Travers Smith has recorded a 4% rise in revenue to £125m, marking eight consecutive years of growth, while the firm’s profits fell amid investment and challenging market conditions.
The firm’s 2016/17 financial results revealed a dip in profit per equity partner (PEP), alongside a decline in the pace of expansion at the firm, whose financial year runs until 30 June.
PEP fell 4.4% to £970,000, meaning the firm was back below the £1m barrier it broke with last year.
However, Travers managing partner David Patient (pictured) attributed the fall in PEP to the firm’s investment in its people and business, stating that it was ‘right in the middle’ of a period of ‘significant investment’.
‘The costs of running our business have gone up. Our results are, therefore, encouraging in the context of the investments made to date, and we are pretty happy with the direction of travel over the last few years,’ he said.

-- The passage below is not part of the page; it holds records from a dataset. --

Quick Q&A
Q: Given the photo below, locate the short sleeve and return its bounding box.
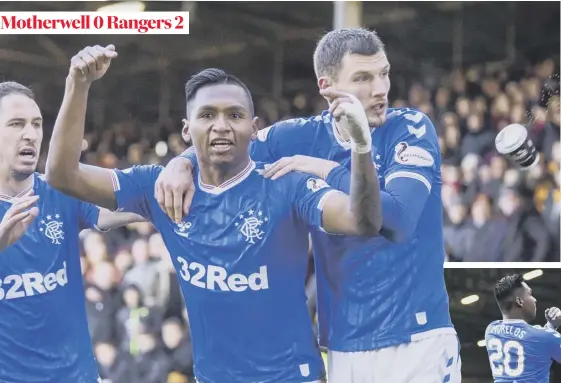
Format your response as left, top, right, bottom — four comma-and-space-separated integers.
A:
111, 165, 163, 219
384, 109, 440, 192
78, 201, 99, 230
288, 172, 340, 228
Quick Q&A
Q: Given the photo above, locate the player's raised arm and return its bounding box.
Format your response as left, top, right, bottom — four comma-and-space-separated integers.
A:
46, 45, 117, 210
321, 89, 382, 236
326, 110, 440, 242
288, 90, 382, 236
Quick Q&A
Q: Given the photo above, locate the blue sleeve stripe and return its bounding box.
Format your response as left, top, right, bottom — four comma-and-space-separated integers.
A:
385, 171, 432, 193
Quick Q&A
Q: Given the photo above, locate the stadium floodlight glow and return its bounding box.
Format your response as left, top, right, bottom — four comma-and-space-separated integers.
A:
97, 1, 146, 12
522, 269, 543, 281
461, 294, 479, 305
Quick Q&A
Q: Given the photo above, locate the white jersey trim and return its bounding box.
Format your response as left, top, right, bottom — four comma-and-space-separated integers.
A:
385, 170, 432, 193
0, 174, 35, 203
411, 327, 458, 342
198, 160, 255, 195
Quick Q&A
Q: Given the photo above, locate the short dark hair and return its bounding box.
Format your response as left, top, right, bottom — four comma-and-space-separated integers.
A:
314, 28, 385, 79
185, 68, 255, 115
0, 81, 35, 100
495, 274, 524, 311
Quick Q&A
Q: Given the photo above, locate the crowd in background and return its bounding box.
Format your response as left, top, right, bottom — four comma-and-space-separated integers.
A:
69, 60, 561, 383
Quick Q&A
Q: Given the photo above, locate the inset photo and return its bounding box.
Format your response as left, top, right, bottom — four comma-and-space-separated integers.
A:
445, 269, 561, 383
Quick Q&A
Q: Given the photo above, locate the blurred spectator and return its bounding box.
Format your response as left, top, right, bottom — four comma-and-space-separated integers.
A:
162, 318, 194, 379
116, 285, 162, 355
132, 331, 171, 383
86, 262, 119, 343
94, 343, 133, 383
498, 189, 551, 262
124, 238, 158, 306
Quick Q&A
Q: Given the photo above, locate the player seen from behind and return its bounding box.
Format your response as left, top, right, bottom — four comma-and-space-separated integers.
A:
485, 275, 561, 383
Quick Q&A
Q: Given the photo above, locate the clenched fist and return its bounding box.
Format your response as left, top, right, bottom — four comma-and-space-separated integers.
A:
320, 88, 372, 153
70, 44, 118, 83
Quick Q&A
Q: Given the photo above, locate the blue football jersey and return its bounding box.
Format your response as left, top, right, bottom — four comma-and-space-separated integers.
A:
251, 108, 455, 352
0, 174, 99, 383
113, 162, 333, 383
485, 320, 561, 383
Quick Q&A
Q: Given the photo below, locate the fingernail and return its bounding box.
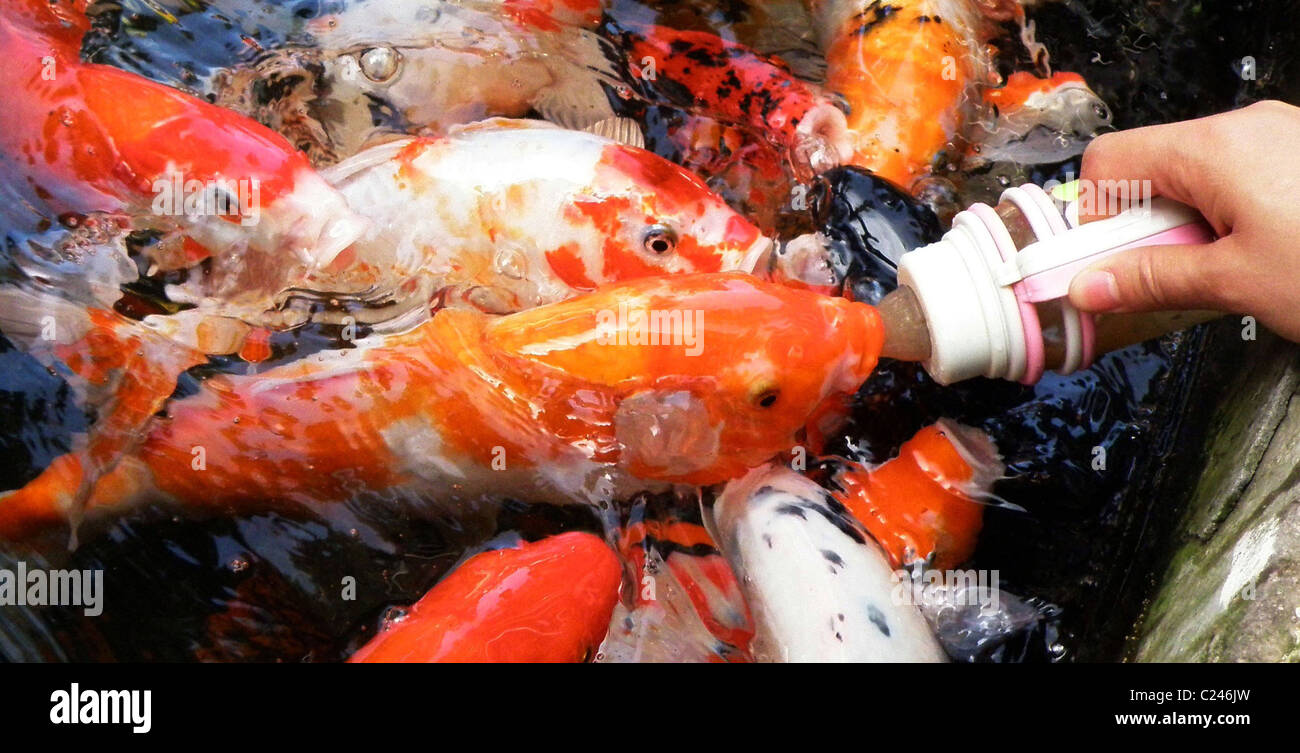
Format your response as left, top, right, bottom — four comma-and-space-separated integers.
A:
1070, 272, 1119, 311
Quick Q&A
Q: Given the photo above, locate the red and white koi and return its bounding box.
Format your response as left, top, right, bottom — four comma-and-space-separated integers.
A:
235, 118, 772, 319
805, 0, 1003, 190
0, 273, 883, 537
711, 464, 945, 662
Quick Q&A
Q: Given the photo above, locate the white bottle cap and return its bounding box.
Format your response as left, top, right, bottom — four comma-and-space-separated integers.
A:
898, 212, 1024, 385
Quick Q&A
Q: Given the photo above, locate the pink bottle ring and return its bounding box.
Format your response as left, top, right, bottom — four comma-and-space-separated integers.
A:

The results would have been ‘at the very top end of my expectations 12 months ago’ Patient added.
‘Our latest financial year started one week after the surprise Brexit vote, and there is no denying that, as a result, this year has presented a number of challenges for our clients, our firm and the legal profession as a whole. But with uncertainty comes complexity and opportunity,’ Patient added.
There are 77 partners at the firm, which is headquartered in London with a Paris office.
Chris Hale, who was re-elected senior partner at the beginning of 2017, highlighted transactional, advisory and dispute resolution as best performing practices in the firm over the financial year.
In July 2016, Travers acted for the Lehman Brothers International Europe administrators at London’s High Court against ExxonMobil Financial Services over a multimillion dollar loan. The firm also advised Pinewood Group during its £323m takeover by PW Real Estate Fund III in August 2016 and on Xafinity’s £190.3m flotation in February 2017.
Hale said the firm remained ‘cautiously optimistic’ for the coming months and ‘the opportunities that will flow from these unusual times’. He added that the next few years would remain challenging.